The following articles look at the agreement and its likely effects.
‘This is the day the world came together to fight back’ Independent (2/4/09)
G20 communiqué: Point by point analysis Telegraph (2/4/09)
G20 summit – leaders’ statement. Full text of the communiqué Guardian (2/4/09)
G20: Economic summit snapshot BBC News Online (2/4/09)
G20 leaders seal $1tn global deal BBC News Online (2/4/09)
G-force The Economist (2/4/09)
World leaders declare war on risk Sydney Morning Herald (3/4/09)
Postscript (Sept 2009)
G20: What progress has been made? BBC News (23/9/09)
G20: Pledge by pledge BBC News (25/9/09)
Questions
- What will determine the success or failure of the G20 agreement to revive the world economy?
- Identify any multiplier effects from the agreed measures.
- Why did the French and German governments object to any further fiscal stimulus packages?

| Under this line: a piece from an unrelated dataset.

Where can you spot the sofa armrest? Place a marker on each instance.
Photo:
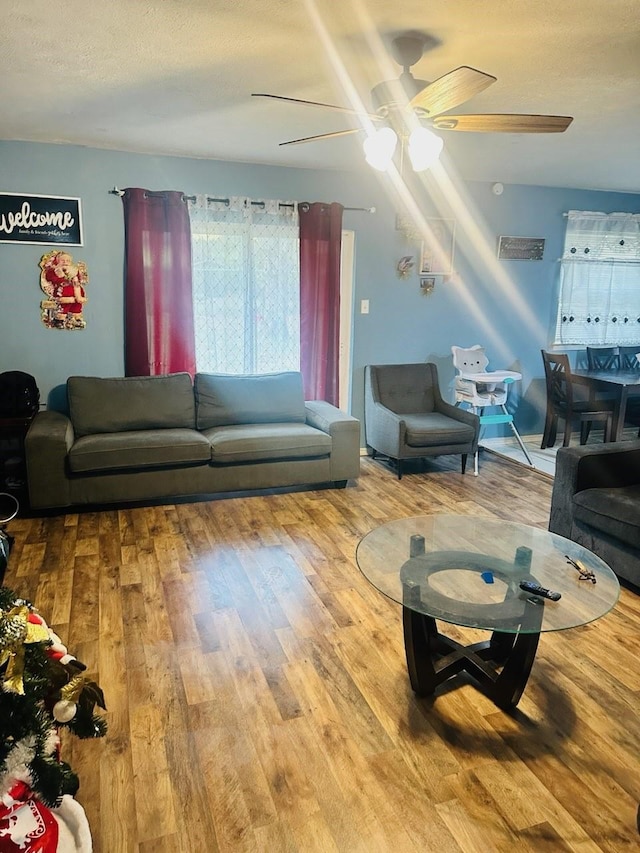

The November 2008 trade statistics have just been released and they show that the UK had the largest nominal trade deficit on record at £8.3 billion (up from 7.6 billion in October). This represents nearly 7 per cent of GDP, the highest since 1974.
Trade gap widens despite pound’s slump Independent (14/1/09)
UK trade deficit hits a record as weak pound fails to help Telegraph (13/1/09)
Britain’s trade deficit widens to new record Guardian (13/1/09)
UK Trade, November 2008 National Statistics (13/1/09)
Questions
- Why has the UK’s trade gap widened?
- How can the concepts of income and price elasticity of demand be used in analysing the causes of the widening deficit?
- Explain how these elasticity values are likely to differ in the short and long run.
- Explain the factors that will determine whether the trade gap will widen or narrow over the coming months.